Description
Is your feature request related to a problem or challenge?
At query time, our use case requires that we evaluate predicates against in-memory data that may have a schema that is a subset of the table schema. The predicate can reference columns that are not currently in memory or known at query time.
For example, given the following in-memory data:
col_a | value |
---|---|
A | 42 |
We may have to evaluate a predicate such as col_a != A AND col_b=bananas
. Where col_b
is not present in the in-memory schema / unknown at pruning time, but is a valid column for the table in the system as a whole.
Because at query time we have a limited subset of the schema, the schema and statistics provided when constructing the PruningPredicate
covers only col_a, value
.
However the col_a != A
portion of the predicate can be proven FALSE irrespective of col_b
. Unfortunately constructing the PruningPredicate
eagerly validates the presence of statistics for all columns in the predicate, and errors stating that there are no fields named col_b
before attempting to evaluate any portion of the predicate.

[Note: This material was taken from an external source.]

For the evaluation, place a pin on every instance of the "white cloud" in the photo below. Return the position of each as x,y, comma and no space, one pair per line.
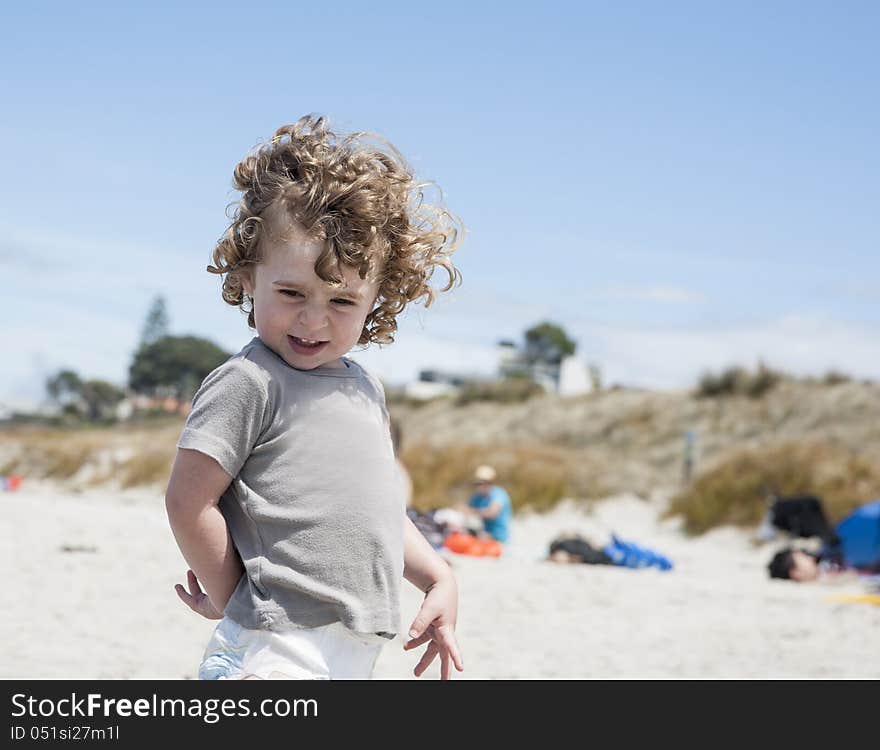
675,357
662,294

Describe the solution you'd like
Attempt to evaluate the predicate based on the available statistics, and return FALSE if possible. If the predicate cannot be proven FALSE, return a "missing column" error as it does today.
For the example above, ideally pruning should return FALSE as it can be proven that col_a != A
is FALSE even though col_b
is unknown at pruning time.
Describe alternatives you've considered
Inserting NULL statistics into the pruning schema to satisfy the presence check - this works around the issue, but unfortunately requires extra processing to prevent the missing field error.
Additional context
This change in behaviour might need sticking behind a flag/option to opt into, rather than being the default.